Cette période spéciale de prise de données a pour objectif premier d’effectuer des mesures de haute précision de la masse du boson W. Pour atteindre le niveau de précision visé, un excellent contrôle de la reconstitution des événements est nécessaire, en particulier pour le recul hadronique et l’énergie transversale manquante, qui sont tous deux nettement plus satisfaisants dans le cas d’un empilement faible. Plus généralement, l’ensemble de données à faible μ donnera également accès à un vaste éventail de mesures de précision, y compris pour des études sur la physique électrofaible, la physique des saveurs lourdes et la physique diffractive.

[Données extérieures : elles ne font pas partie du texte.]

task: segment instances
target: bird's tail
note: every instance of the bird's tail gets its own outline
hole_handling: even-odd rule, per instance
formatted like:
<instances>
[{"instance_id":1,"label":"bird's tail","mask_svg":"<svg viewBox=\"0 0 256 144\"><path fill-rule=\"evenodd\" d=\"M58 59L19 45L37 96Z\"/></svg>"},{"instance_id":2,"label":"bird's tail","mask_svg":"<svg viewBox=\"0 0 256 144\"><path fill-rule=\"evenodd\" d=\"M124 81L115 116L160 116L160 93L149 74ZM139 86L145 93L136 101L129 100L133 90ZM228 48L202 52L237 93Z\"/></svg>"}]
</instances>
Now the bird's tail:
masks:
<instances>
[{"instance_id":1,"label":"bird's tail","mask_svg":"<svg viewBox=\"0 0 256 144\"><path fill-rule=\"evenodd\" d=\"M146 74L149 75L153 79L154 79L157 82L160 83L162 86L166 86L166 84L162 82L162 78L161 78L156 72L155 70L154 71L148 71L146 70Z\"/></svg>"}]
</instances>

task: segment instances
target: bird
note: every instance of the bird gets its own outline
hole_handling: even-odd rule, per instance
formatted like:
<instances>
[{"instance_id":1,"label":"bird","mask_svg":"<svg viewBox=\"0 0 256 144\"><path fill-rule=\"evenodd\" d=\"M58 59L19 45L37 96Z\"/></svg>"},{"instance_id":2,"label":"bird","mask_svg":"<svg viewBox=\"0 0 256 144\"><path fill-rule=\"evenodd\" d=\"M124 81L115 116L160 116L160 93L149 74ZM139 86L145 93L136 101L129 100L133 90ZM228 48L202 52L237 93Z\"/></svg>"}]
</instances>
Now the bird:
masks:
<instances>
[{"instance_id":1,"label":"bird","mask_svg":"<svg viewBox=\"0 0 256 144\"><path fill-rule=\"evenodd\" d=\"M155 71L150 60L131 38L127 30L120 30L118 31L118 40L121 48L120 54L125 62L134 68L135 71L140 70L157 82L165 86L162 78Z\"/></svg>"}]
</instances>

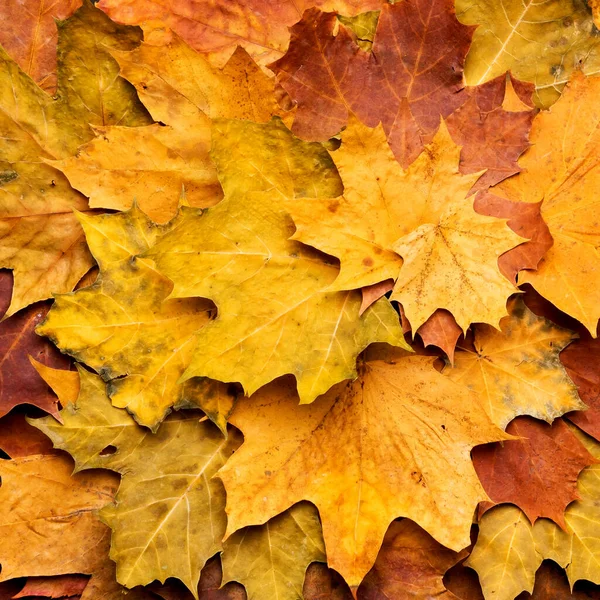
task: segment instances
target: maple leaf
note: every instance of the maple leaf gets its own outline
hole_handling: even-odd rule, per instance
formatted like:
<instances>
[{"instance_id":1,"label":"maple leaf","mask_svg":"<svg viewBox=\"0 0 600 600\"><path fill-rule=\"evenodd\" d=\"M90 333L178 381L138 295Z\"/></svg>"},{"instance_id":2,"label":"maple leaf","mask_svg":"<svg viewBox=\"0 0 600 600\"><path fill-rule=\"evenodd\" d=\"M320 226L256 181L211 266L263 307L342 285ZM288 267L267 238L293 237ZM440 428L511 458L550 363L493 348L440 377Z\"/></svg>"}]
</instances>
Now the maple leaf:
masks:
<instances>
[{"instance_id":1,"label":"maple leaf","mask_svg":"<svg viewBox=\"0 0 600 600\"><path fill-rule=\"evenodd\" d=\"M161 227L137 207L114 215L79 215L100 266L91 286L56 297L37 333L102 374L113 404L156 430L171 407L202 405L220 421L233 398L214 382L178 379L189 364L195 332L209 320L203 300L167 300L172 285L134 259L169 226ZM228 406L227 397L229 397Z\"/></svg>"},{"instance_id":2,"label":"maple leaf","mask_svg":"<svg viewBox=\"0 0 600 600\"><path fill-rule=\"evenodd\" d=\"M546 517L565 529L565 509L579 497L577 477L594 458L560 419L550 426L519 417L506 432L519 439L473 450L485 491L496 504L518 506L532 523Z\"/></svg>"},{"instance_id":3,"label":"maple leaf","mask_svg":"<svg viewBox=\"0 0 600 600\"><path fill-rule=\"evenodd\" d=\"M337 268L289 241L292 232L272 194L248 193L204 213L183 210L145 254L173 281L173 297L210 298L219 311L198 332L184 381L239 381L249 395L291 373L308 403L355 376L356 357L371 342L406 347L389 302L359 318L360 294L329 292Z\"/></svg>"},{"instance_id":4,"label":"maple leaf","mask_svg":"<svg viewBox=\"0 0 600 600\"><path fill-rule=\"evenodd\" d=\"M66 19L82 0L0 2L0 44L43 90L56 91L56 20Z\"/></svg>"},{"instance_id":5,"label":"maple leaf","mask_svg":"<svg viewBox=\"0 0 600 600\"><path fill-rule=\"evenodd\" d=\"M76 472L122 474L116 504L100 513L113 530L110 556L118 581L133 587L177 577L197 598L200 570L221 550L225 532L225 492L211 477L239 436L224 438L193 412L169 417L150 434L111 405L97 375L84 369L79 375L77 402L61 412L64 426L46 418L32 425L73 456ZM109 447L114 452L104 452Z\"/></svg>"},{"instance_id":6,"label":"maple leaf","mask_svg":"<svg viewBox=\"0 0 600 600\"><path fill-rule=\"evenodd\" d=\"M458 600L442 583L444 573L467 555L438 544L408 519L388 529L375 565L362 582L361 600L441 598Z\"/></svg>"},{"instance_id":7,"label":"maple leaf","mask_svg":"<svg viewBox=\"0 0 600 600\"><path fill-rule=\"evenodd\" d=\"M302 598L304 574L313 561L324 561L319 515L301 503L262 527L236 531L223 544L223 583L244 584L248 600Z\"/></svg>"},{"instance_id":8,"label":"maple leaf","mask_svg":"<svg viewBox=\"0 0 600 600\"><path fill-rule=\"evenodd\" d=\"M72 476L71 470L72 462L57 455L0 461L0 581L97 567L108 536L93 512L112 500L118 478L105 472Z\"/></svg>"},{"instance_id":9,"label":"maple leaf","mask_svg":"<svg viewBox=\"0 0 600 600\"><path fill-rule=\"evenodd\" d=\"M0 52L0 266L15 275L7 315L72 290L93 264L72 214L86 210L87 201L43 161L74 153L92 137L88 123L148 122L105 50L132 47L139 32L115 25L87 2L59 29L56 100Z\"/></svg>"},{"instance_id":10,"label":"maple leaf","mask_svg":"<svg viewBox=\"0 0 600 600\"><path fill-rule=\"evenodd\" d=\"M503 221L474 211L466 195L479 174L458 173L459 151L442 126L402 171L380 127L350 124L333 154L344 196L286 203L294 239L340 259L332 289L392 278L392 300L402 304L414 330L438 308L463 330L473 321L497 324L515 290L500 274L498 256L523 239Z\"/></svg>"},{"instance_id":11,"label":"maple leaf","mask_svg":"<svg viewBox=\"0 0 600 600\"><path fill-rule=\"evenodd\" d=\"M78 156L53 166L90 206L126 210L135 198L160 223L177 212L182 188L192 206L216 204L222 191L208 156L211 119L268 121L281 112L274 81L241 49L220 70L177 37L166 47L142 44L112 55L152 117L168 127L97 128Z\"/></svg>"},{"instance_id":12,"label":"maple leaf","mask_svg":"<svg viewBox=\"0 0 600 600\"><path fill-rule=\"evenodd\" d=\"M573 412L567 418L588 435L600 437L600 340L581 339L565 348L560 361L567 374L577 386L582 401L588 406L585 411Z\"/></svg>"},{"instance_id":13,"label":"maple leaf","mask_svg":"<svg viewBox=\"0 0 600 600\"><path fill-rule=\"evenodd\" d=\"M297 404L289 382L237 404L231 422L245 441L219 471L228 534L308 500L319 509L328 564L354 588L398 516L450 548L468 545L472 511L485 499L470 448L506 436L431 359L395 352L310 406Z\"/></svg>"},{"instance_id":14,"label":"maple leaf","mask_svg":"<svg viewBox=\"0 0 600 600\"><path fill-rule=\"evenodd\" d=\"M269 65L298 104L293 131L327 139L354 112L370 126L382 121L397 156L407 137L418 154L421 131L433 133L440 115L466 99L457 92L470 29L456 20L449 0L384 5L372 53L343 27L334 35L337 26L334 13L307 11L291 29L286 55Z\"/></svg>"},{"instance_id":15,"label":"maple leaf","mask_svg":"<svg viewBox=\"0 0 600 600\"><path fill-rule=\"evenodd\" d=\"M574 334L533 314L520 297L509 302L500 331L474 326L474 348L454 356L444 373L476 391L499 427L518 415L551 423L572 410L585 410L559 354Z\"/></svg>"},{"instance_id":16,"label":"maple leaf","mask_svg":"<svg viewBox=\"0 0 600 600\"><path fill-rule=\"evenodd\" d=\"M346 582L327 565L313 563L306 570L304 600L352 600L353 595Z\"/></svg>"},{"instance_id":17,"label":"maple leaf","mask_svg":"<svg viewBox=\"0 0 600 600\"><path fill-rule=\"evenodd\" d=\"M600 317L600 110L591 100L600 79L573 76L560 100L538 114L523 172L493 191L511 200L539 202L554 245L537 271L519 275L557 308L583 323L592 335Z\"/></svg>"},{"instance_id":18,"label":"maple leaf","mask_svg":"<svg viewBox=\"0 0 600 600\"><path fill-rule=\"evenodd\" d=\"M13 598L43 596L45 598L64 598L81 596L88 583L85 575L58 575L55 577L28 577L23 589Z\"/></svg>"},{"instance_id":19,"label":"maple leaf","mask_svg":"<svg viewBox=\"0 0 600 600\"><path fill-rule=\"evenodd\" d=\"M0 273L0 296L9 300L12 276ZM58 416L56 397L40 381L29 362L28 355L44 364L67 368L70 361L56 348L35 335L36 326L48 312L46 303L37 303L19 314L0 322L0 417L19 404L32 404Z\"/></svg>"},{"instance_id":20,"label":"maple leaf","mask_svg":"<svg viewBox=\"0 0 600 600\"><path fill-rule=\"evenodd\" d=\"M242 0L235 5L225 0L212 3L187 0L177 7L165 0L101 0L98 3L111 19L141 25L145 38L154 45L168 42L173 30L195 50L208 53L213 62L225 62L240 44L261 65L285 52L288 27L310 6L339 10L351 16L380 5L380 0L282 0L277 4Z\"/></svg>"},{"instance_id":21,"label":"maple leaf","mask_svg":"<svg viewBox=\"0 0 600 600\"><path fill-rule=\"evenodd\" d=\"M585 3L574 0L457 0L461 23L476 25L465 65L467 85L506 71L535 84L534 100L547 108L578 69L600 68L599 41Z\"/></svg>"},{"instance_id":22,"label":"maple leaf","mask_svg":"<svg viewBox=\"0 0 600 600\"><path fill-rule=\"evenodd\" d=\"M571 430L594 458L600 458L596 441L574 427ZM512 600L521 590L531 592L544 559L566 568L571 587L580 579L600 581L595 558L600 543L599 470L600 465L593 464L579 476L580 499L565 511L566 531L547 519L532 526L515 506L498 506L483 515L466 564L479 574L486 599Z\"/></svg>"}]
</instances>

Une campagne de balayages Van der Meer visant à acquérir des données pour l’étalonnage de la luminosité absolue avait été programmée pendant cette période. L’opération consiste à faire varier sur le plan transversal la surface de rencontre entre les faisceaux et à mesurer le nombre de collisions obtenues comme fonction du décalage des faisceaux l’un par rapport à l’autre. Cela permet de déterminer précisément l’échelle de luminosité absolue, et de veiller à ce que les mesures suivantes soient normalisées avec une précision élevée.

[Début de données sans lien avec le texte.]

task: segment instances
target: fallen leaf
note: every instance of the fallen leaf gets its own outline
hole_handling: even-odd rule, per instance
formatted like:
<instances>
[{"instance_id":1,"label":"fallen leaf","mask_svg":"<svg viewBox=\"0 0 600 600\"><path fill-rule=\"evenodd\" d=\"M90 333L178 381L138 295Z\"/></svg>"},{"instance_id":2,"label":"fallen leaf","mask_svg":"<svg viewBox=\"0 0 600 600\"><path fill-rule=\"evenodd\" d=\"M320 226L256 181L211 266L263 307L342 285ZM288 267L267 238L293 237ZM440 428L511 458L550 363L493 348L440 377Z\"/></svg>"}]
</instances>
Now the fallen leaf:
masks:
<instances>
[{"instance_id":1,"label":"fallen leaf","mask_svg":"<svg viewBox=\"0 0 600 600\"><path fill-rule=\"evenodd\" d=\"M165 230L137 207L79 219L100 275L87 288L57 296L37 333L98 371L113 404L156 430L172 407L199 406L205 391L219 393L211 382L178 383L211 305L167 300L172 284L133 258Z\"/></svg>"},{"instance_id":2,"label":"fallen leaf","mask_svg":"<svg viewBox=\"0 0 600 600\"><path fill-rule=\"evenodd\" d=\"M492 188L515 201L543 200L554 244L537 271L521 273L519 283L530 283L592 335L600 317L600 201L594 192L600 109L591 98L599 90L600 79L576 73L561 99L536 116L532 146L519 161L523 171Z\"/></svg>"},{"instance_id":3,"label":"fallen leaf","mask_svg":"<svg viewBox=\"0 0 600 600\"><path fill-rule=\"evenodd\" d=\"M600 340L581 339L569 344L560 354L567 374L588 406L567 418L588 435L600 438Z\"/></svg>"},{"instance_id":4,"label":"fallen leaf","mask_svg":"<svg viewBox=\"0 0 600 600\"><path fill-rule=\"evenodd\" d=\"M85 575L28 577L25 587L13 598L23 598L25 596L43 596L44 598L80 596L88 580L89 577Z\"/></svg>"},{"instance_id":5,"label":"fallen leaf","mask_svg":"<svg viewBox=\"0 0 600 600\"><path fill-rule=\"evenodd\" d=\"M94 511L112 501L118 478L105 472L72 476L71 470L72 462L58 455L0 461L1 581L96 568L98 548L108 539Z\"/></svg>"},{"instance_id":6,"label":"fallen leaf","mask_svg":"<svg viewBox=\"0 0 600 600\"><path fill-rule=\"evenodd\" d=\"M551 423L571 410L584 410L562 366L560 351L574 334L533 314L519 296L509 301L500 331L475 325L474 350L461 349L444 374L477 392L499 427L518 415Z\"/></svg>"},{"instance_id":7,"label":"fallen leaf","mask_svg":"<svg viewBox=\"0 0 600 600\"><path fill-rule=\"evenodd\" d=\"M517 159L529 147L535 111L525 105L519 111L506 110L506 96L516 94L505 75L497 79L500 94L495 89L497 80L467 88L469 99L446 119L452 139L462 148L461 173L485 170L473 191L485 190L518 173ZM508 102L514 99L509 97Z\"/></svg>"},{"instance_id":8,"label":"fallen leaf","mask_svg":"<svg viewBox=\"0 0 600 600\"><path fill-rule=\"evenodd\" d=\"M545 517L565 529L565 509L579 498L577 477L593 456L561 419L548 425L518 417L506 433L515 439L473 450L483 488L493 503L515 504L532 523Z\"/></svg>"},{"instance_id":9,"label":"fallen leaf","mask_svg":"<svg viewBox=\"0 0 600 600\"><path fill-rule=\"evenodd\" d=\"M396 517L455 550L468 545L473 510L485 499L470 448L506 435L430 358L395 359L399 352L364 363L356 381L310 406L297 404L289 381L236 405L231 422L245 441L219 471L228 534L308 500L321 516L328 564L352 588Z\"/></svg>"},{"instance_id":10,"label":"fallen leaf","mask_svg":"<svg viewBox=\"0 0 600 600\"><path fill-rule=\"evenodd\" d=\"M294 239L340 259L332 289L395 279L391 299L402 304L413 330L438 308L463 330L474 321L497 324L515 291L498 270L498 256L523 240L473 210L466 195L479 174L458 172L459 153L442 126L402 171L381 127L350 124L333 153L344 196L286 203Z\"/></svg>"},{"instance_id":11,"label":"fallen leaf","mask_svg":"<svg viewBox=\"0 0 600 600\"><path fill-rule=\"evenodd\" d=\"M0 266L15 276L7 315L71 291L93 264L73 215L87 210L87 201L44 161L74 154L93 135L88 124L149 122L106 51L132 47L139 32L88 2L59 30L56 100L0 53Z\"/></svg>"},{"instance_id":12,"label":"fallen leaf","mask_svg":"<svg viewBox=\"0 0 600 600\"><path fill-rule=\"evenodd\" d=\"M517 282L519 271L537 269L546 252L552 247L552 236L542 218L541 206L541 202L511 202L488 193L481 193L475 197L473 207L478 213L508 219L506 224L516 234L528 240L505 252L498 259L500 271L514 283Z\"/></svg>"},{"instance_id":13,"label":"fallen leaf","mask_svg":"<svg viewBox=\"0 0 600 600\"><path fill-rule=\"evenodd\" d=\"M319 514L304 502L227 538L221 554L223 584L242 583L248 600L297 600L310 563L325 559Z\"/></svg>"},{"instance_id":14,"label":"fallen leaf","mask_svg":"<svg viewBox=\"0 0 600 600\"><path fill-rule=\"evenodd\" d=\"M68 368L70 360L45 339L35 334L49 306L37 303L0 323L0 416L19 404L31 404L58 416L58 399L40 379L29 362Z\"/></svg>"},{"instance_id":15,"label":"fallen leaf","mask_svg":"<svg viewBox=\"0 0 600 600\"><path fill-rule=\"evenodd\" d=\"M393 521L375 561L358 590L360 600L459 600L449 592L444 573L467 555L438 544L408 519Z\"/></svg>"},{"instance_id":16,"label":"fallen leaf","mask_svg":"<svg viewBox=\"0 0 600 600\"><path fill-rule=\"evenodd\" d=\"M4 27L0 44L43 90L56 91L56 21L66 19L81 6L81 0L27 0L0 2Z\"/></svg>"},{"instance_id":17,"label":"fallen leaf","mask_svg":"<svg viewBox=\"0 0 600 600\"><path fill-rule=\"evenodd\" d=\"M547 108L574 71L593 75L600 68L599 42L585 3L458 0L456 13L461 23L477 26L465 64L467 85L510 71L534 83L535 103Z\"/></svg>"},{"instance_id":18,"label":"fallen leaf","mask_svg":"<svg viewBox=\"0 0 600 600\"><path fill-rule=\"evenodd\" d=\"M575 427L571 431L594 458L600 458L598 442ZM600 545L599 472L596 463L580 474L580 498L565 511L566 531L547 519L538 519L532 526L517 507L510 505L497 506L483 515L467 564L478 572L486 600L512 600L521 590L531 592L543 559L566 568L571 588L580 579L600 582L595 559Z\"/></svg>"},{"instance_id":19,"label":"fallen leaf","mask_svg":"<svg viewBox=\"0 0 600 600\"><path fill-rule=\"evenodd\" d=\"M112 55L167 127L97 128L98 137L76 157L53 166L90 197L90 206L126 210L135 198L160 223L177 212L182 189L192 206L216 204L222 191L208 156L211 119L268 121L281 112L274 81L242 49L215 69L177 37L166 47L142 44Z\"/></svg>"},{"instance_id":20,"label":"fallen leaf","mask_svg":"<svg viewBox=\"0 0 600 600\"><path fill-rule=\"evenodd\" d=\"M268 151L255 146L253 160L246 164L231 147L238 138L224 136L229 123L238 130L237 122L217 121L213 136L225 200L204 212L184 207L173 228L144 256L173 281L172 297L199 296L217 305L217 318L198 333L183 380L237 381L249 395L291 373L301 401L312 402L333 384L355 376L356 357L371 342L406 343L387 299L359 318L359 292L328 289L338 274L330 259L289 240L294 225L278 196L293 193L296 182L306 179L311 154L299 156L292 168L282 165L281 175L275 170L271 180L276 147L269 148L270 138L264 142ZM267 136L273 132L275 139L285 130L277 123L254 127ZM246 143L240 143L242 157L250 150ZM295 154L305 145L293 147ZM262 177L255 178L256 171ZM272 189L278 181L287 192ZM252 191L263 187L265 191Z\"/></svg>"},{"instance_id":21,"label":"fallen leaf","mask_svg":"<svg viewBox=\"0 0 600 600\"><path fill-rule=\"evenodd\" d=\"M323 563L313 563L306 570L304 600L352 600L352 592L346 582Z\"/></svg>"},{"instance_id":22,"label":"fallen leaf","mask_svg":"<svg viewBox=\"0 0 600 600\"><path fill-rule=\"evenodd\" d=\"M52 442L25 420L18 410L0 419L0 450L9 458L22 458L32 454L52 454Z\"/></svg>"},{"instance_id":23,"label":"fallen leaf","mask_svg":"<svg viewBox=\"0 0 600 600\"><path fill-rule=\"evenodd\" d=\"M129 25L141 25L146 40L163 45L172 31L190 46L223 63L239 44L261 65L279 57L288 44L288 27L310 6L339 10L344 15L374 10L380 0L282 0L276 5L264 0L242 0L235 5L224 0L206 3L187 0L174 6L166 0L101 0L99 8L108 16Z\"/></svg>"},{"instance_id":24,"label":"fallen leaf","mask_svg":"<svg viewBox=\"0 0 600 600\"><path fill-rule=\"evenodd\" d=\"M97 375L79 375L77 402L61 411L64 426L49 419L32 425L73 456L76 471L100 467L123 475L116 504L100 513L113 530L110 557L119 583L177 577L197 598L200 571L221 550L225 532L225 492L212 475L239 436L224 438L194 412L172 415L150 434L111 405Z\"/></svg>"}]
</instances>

Les campagnes Van der Meer nécessitent des faisceaux préparés avec soin, avec un profil transversal bien défini et des intensités contrôlées. Pour produire ces faisceaux, il faut appliquer un programme spécifique à l’ensemble de la chaîne d’injection. Dans le Booster du Synchrotron à protons (PS), cela suppose un paramétrage contrôlé du tune (fréquence d’oscillation transversale par tour), une diffusion multiple sur les feuilles d’épluchage et un ajustement de la trajectoire d’injection. Le faisceau est ensuite transféré au PS, où les oscillations induites par l’injection doivent être soigneusement lissées. Enfin, dans le Supersynchrotron à protons, une manipulation spéciale appelée écrêtage (shaving) est effectuée pour modifier la distribution du faisceau avant injection dans le LHC. Ces étapes préparatoires demandent généralement plusieurs jours de temps de faisceau dédié avant le début de la campagne d’étalonnage proprement dite.

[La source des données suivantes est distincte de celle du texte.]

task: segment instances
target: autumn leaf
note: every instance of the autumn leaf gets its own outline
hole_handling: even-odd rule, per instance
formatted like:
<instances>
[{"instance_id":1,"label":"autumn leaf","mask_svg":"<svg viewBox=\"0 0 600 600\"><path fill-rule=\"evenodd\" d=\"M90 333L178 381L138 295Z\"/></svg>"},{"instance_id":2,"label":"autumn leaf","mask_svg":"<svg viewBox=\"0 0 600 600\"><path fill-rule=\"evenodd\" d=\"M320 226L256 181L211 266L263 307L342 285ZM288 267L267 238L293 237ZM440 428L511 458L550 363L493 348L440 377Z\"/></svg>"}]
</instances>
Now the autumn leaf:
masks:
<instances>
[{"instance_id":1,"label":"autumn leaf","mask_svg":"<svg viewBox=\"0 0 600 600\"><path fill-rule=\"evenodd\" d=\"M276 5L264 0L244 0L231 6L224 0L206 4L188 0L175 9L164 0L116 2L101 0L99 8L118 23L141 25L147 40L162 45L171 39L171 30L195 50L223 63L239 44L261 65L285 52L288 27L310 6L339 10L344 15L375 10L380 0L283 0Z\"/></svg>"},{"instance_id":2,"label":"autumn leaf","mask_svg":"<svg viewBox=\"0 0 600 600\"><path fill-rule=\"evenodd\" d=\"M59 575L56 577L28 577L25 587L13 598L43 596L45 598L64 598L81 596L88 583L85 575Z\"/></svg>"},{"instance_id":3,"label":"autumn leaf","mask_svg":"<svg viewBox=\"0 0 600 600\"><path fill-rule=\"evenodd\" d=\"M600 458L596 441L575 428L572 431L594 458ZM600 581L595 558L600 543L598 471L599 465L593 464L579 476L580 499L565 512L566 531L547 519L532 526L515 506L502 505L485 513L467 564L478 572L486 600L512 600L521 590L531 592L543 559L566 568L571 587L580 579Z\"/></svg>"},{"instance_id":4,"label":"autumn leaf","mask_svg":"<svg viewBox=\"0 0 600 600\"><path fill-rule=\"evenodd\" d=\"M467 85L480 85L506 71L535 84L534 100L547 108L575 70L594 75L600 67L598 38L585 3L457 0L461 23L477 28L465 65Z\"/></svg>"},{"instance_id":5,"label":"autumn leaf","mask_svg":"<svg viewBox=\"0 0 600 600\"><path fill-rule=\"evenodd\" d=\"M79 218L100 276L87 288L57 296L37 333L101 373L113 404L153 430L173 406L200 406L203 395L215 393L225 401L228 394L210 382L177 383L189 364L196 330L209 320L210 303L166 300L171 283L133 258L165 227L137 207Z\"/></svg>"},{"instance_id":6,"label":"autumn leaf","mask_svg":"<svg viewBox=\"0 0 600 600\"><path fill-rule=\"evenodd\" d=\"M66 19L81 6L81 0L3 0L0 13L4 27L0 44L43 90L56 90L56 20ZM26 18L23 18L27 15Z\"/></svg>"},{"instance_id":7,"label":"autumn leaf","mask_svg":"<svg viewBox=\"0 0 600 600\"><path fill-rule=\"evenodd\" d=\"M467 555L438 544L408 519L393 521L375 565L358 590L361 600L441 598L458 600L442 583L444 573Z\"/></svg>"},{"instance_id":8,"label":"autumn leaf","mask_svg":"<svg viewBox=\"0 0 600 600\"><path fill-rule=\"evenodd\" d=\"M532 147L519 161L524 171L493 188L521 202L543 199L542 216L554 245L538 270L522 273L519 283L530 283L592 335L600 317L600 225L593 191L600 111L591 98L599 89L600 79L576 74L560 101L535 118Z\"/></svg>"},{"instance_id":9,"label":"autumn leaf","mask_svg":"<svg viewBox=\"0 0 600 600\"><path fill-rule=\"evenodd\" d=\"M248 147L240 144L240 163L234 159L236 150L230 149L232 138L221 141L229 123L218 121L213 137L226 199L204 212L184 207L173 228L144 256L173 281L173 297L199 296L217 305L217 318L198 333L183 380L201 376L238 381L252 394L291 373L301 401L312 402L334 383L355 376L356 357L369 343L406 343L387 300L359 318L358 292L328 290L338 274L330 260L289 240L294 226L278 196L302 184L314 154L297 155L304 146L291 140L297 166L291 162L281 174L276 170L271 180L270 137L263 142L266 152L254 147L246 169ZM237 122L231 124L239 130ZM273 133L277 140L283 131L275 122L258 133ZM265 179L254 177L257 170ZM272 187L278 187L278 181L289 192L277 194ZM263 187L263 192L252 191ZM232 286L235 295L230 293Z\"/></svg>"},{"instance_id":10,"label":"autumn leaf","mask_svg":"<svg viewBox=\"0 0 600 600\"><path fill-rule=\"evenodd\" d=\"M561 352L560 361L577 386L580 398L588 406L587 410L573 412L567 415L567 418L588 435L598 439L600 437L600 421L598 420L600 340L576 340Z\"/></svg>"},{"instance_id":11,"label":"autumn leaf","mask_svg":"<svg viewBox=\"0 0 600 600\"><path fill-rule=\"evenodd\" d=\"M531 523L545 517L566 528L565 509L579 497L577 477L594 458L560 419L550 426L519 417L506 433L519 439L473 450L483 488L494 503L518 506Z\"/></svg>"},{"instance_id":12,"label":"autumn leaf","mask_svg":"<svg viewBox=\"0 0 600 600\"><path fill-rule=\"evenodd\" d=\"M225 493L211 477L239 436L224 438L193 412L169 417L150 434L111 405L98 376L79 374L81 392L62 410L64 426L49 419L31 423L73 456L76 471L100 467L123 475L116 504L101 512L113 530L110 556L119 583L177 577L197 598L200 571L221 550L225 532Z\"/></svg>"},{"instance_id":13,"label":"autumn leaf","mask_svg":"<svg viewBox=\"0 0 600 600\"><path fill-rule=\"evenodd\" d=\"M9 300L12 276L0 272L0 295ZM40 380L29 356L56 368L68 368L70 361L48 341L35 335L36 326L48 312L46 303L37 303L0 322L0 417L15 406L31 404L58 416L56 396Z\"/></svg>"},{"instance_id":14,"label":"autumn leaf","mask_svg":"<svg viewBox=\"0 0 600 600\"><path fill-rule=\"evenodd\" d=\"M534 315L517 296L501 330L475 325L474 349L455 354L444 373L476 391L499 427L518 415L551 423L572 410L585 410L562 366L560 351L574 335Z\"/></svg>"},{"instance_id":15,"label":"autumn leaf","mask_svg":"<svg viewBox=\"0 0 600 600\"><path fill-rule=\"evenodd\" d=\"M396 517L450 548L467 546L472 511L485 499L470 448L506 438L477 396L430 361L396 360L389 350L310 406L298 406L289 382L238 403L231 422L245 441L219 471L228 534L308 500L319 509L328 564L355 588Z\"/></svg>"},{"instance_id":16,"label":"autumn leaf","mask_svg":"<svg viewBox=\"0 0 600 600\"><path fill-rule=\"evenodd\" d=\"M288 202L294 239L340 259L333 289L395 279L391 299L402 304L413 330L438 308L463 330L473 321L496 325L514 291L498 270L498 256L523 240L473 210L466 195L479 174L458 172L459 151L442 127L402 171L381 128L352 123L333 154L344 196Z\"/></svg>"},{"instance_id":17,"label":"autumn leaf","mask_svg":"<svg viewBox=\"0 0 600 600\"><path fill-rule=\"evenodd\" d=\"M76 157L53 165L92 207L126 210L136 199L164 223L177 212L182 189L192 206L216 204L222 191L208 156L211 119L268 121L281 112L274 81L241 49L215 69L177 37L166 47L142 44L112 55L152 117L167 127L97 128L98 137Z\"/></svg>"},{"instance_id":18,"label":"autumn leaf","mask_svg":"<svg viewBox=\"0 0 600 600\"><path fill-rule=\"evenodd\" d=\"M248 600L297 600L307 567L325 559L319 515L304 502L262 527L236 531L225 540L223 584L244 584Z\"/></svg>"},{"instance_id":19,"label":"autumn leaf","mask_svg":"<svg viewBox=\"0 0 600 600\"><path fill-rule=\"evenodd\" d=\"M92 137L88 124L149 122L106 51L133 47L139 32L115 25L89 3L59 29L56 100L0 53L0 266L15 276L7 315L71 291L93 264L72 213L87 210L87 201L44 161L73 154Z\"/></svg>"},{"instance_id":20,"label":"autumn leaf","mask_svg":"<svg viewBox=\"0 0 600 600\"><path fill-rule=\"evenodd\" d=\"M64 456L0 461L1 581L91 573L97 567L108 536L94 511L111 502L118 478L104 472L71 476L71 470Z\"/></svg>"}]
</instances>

Cependant, une problématique imprévue dans l’infrastructure cryogénique du CERN a nécessité une brève interruption de l’exploitation. L’un des compresseurs à vis fonctionnant à température ambiante installé au point 18, qui présentait déjà des niveaux élevés de vibration au cours des dernières semaines, a montré des signes de dégradation rapide de ses roulements. Ces derniers jours, les niveaux de vibration ont augmenté et sont devenus moins stables, entraînant un risque croissant d’importants dommages.
Pour se prémunir contre ce risque et protéger l’intégrité du compresseur, il a été décidé d’avancer le remplacement de l’élément endommagé, qui était prévu pour l’arrêt technique de mai. Pour cette intervention, réalisée en début de semaine, le LHC a été arrêté trois jours.
Pendant ce temps, dans la chaîne d’injection, la disponibilité du PS a été affectée par une faille majeure dans la principale source d’alimentation (POPS). Pour résoudre cette faille, liée à des problèmes du système de communication et des automates, l’équipe chargée des convertisseurs de puissance a procédé à une intervention d’envergure. L’exploitation a pu reprendre après remplacement des composants concernés et établissement de diagnostics. Bien qu’on cherche encore l’origine de la faille, cet incident met en lumière le vieillissement touchant des éléments critiques et, partant, l’importance des améliorations POPS+ prévues pour le troisième long arrêt.
Malgré ces interruptions, la performance globale du complexe d'accélérateurs reste excellente. L’intensité nominale a été atteinte et des exploitations spéciales pour la physique sont en cours : le programme 2026 du LHC est maintenant bien en marche, et devrait franchir de nouvelles étapes au cours des prochaines semaines.